An exciting new feature in Google Forms is that it will automatically save your progress. This is a game changer for when a student is working on an assessment and the bell rings before they are done. But what if you do NOT want to have this feature? You do not want students to be able to pull up the answers they put into their Google Form first period to show a student in 2nd period?
On By Default
By default the feature to save progress is turned on for all of your Forms. There is nothing you need to do. Any Form a student is filling out will be saving as they go. This saves to the students profile. This does NOT allow you the teacher to see their unsubmitted responses. Students must submit for there to be a record that they filled out the Form.
Turn Off Save Progress
Go into the settings cog (Control E for a keyboard shortcut) and click on the Presentation tab. Notice by default the “Disable autosave for all respondents” is not checked.
Check the checkbox and click save to disable autosave. Essentially this removes the new feature and makes Google Forms just like it was before the update.

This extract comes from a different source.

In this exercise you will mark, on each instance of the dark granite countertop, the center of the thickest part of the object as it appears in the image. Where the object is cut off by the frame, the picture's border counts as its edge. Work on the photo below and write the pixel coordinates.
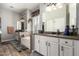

What About Previous Google Forms
Autosave records progress by default in all Google Forms. Not just future ones you assign. Let’s say you have a blog post from 5 years ago with a Google Form embedded that you do NOT want progress saved on. You will need to locate the Form and go to the settings cog and checkbox disable. You can not do this in mass. You will need to do this one Form at a time. Obviously Google thinks of course everyone would want this feature.
Go to forms.google.com and review a list of your Google Forms. Are any of these ones you do not want to have autosave enabled? Be sure to edit the settings on those Forms.
2 thoughts on “DISABLE – Turn Off Save Form Progress”
I have tried what you suggest, but the message about signing in in order to save progress persists. As it is immediately above the line *Required (in red) it seems important to my users. I suspect that the *Required (in red) is merely a reminder that questions for which an answer is required will have a red asterisk beside them, but it is easy to confuse or worry my respondents!
That is the design of Forms. Should be familiar to most people.